Credo che ci sia molto su cui riflettere e che troppo tranquilli è difficile rimanere.

3. Carcere: Ancora suicidi Anatolii, nel carcere di Monza, non è stato l’ultimo. Altri due lo hanno seguito in questa ultima settimana di una estate che fa paura: siamo fuori tempo massimo, Non c’è davvero più tempo.

Occorre fare qualcosa di serio, scelte coraggiose e di largo respiro. Alcune persone non dovrebbero proprio stare in carcere, ma in luoghi dove ci si possa davvero prendere cura di loro

4. Repressione in Bangladesh Il solito vizio di reprimere chi esprime il proprio dissenso. In Bangladesh l’esercito spara sui manifestanti, per lo più giovani: centinaia di morti.

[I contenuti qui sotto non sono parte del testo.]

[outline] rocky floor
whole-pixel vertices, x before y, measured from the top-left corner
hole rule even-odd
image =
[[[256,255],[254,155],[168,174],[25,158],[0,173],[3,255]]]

Il potere che non accetta di confrontarsi attraverso il dialogo, ma che impone le proprie scelte con la forza, rendendo tutto più complicato e seminando terrore e morte.

5. Papa Francesco a Trieste In occasione della Settimana sociale che si è tenuta a Trieste, papa Francesco ha pronunciato alcune frasi molto interessanti. Il vero scandalo sono i potenti che giocano sulla pelle dei poveri. Storia che si ripete da sempre. I cristiani siano profeti lì dove la vita viene abbruttita, ferita, uccisa Il cristiano è chiamato a stare accanto agli ultimi, sempre, in ogni contesto. Quello è il suo posto. dt.